The model’s present occurred on the Bella Centre: a big, sq. house submerged in darkness; a fragile mist hung within the air. “It was very darkish, so some individuals had been like, ‘Oh, you may’t actually see the garments that properly,’ nevertheless it’s about taking what you wish to take away from it,” he says. The designer explains that the label intends to create an intuitive universe, the place individuals are inspired to put on PLN’s designs in their very own approach. Nielsen’s additionally conscious that he’s not alone in his imaginative and prescient: “There are such a lot of rising designers right here which have a really completely different tackle what Copenhagen used to signify, loads of [us] wish to begin one thing new.”

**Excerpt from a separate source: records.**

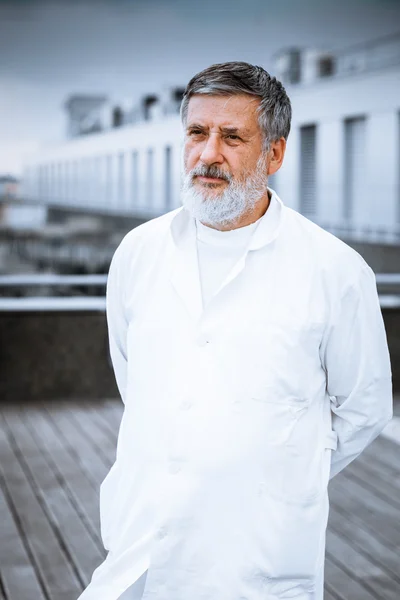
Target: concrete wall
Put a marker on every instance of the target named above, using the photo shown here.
(57, 355)
(54, 355)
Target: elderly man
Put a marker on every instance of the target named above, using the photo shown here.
(250, 353)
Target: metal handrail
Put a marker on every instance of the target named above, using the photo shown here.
(51, 279)
(55, 279)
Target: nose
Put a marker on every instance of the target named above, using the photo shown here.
(211, 152)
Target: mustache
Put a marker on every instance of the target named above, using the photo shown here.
(210, 171)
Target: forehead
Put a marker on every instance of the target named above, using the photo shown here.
(224, 111)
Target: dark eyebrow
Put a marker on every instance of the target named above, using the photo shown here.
(230, 130)
(195, 126)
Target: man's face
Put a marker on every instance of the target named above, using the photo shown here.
(225, 168)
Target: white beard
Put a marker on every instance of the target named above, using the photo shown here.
(237, 199)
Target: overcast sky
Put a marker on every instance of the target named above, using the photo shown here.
(124, 48)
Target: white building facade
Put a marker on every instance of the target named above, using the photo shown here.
(341, 167)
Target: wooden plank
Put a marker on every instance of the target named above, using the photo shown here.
(364, 540)
(328, 595)
(45, 544)
(93, 463)
(373, 577)
(113, 411)
(82, 492)
(79, 545)
(105, 421)
(382, 452)
(378, 515)
(343, 586)
(99, 438)
(18, 575)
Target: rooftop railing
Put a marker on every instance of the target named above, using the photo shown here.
(388, 289)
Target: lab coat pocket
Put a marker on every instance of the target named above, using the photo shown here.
(108, 497)
(296, 461)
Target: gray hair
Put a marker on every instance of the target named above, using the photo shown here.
(231, 78)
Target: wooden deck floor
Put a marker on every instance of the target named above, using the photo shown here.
(54, 456)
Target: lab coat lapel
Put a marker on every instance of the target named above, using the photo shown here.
(185, 273)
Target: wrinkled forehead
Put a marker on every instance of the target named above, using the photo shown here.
(238, 110)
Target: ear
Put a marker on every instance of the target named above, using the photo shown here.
(275, 155)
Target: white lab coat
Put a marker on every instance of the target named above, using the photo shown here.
(236, 416)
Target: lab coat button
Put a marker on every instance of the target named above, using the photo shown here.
(174, 467)
(186, 404)
(162, 533)
(202, 340)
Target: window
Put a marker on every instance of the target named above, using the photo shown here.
(134, 178)
(150, 176)
(308, 170)
(354, 166)
(168, 178)
(121, 179)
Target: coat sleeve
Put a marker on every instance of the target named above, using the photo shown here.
(356, 360)
(116, 321)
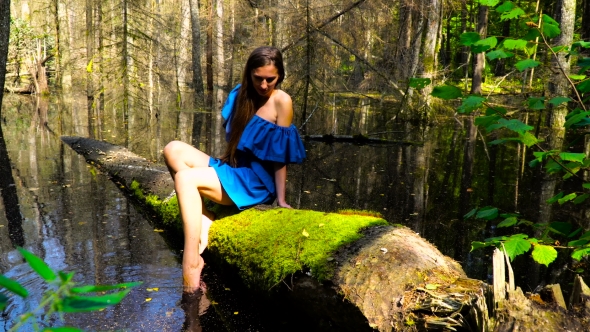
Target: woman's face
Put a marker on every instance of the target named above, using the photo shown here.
(265, 79)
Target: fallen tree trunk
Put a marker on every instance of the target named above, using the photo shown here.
(351, 267)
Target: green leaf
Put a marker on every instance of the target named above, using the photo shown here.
(536, 103)
(510, 221)
(516, 246)
(563, 228)
(487, 213)
(526, 64)
(498, 54)
(514, 44)
(103, 288)
(469, 38)
(419, 83)
(581, 199)
(446, 92)
(506, 6)
(580, 253)
(543, 254)
(3, 301)
(13, 286)
(577, 243)
(559, 100)
(477, 245)
(61, 329)
(484, 44)
(470, 104)
(528, 139)
(554, 198)
(514, 13)
(38, 265)
(92, 303)
(489, 3)
(574, 119)
(570, 156)
(566, 198)
(470, 214)
(576, 78)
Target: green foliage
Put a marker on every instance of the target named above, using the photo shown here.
(62, 296)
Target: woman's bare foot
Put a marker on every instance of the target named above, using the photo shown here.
(205, 225)
(191, 275)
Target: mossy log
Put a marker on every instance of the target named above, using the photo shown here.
(350, 267)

However what occurs when an older, extra industrial model desires to get in on the motion? Established again in 2002, Wooden Wooden has at all times referred to as on underground subcultures to dictate its path. Lately, Cecilie Engberg and Dominic Huckbody have joined to move up the design staff, having labored at Balenciaga and Martine Rose, respectively. For this season’s present, the staff constructed a makeshift membership at Simian gallery to echo the power {that a} evening out has to supply: a protected house to attach. “It wasn’t about working with stereotypical clubbing components however extra with the sentiment of freedom – dancing by yourself or with a crowd,” Engberg explains, because the duo appeared to Copenhagen’s present youth tradition to form their assortment.
“As an outsider from the UK, it’s been fascinating to see the other ways by which Copenhagen’s younger individuals metabolise clothes,” explains Huckbody. “The entire items that they put on are in some ways pedestrian, however the best way by which they mix them could be very private, so individuals begin to look extra like characters.” As fashions stepped out in denim dyed in club-light hues and outsized jackets fused with technical hoodies, it was clear that the designers are recreation to permit the town’s experimental youth to set the model’s new agenda.
In 2017, The Enterprise of Style printed an article titled: “Is the ‘Copenhagen Woman’ Denmark’s Subsequent Huge Export?” Seen as an ultra-feminine evolution of the traditional, minimal look that Scandinavia pioneered, the style week calendar is rife with labels like Saks Potts and Stay which have honed this aesthetic and located nice success. Whereas prim and correct undoubtedly has its place, Copenhagen at this time is full of manufacturers eager to do one thing completely different. “We’re undoubtedly shifting into this new period that’s been impressed by worldwide homes however with a Danish spin,” says Kolborg Sørensen. “Wanting into PLN and Wooden Wooden, with designers coming from Vetements and Balenciaga, they’re extending worldwide tendencies; It’s extra liberated and free-spirited.” Designers throughout the board are rejecting conference and working with an unapologetic mind set, or as Nielsen places it: “I’m who I’m and I like what I like.”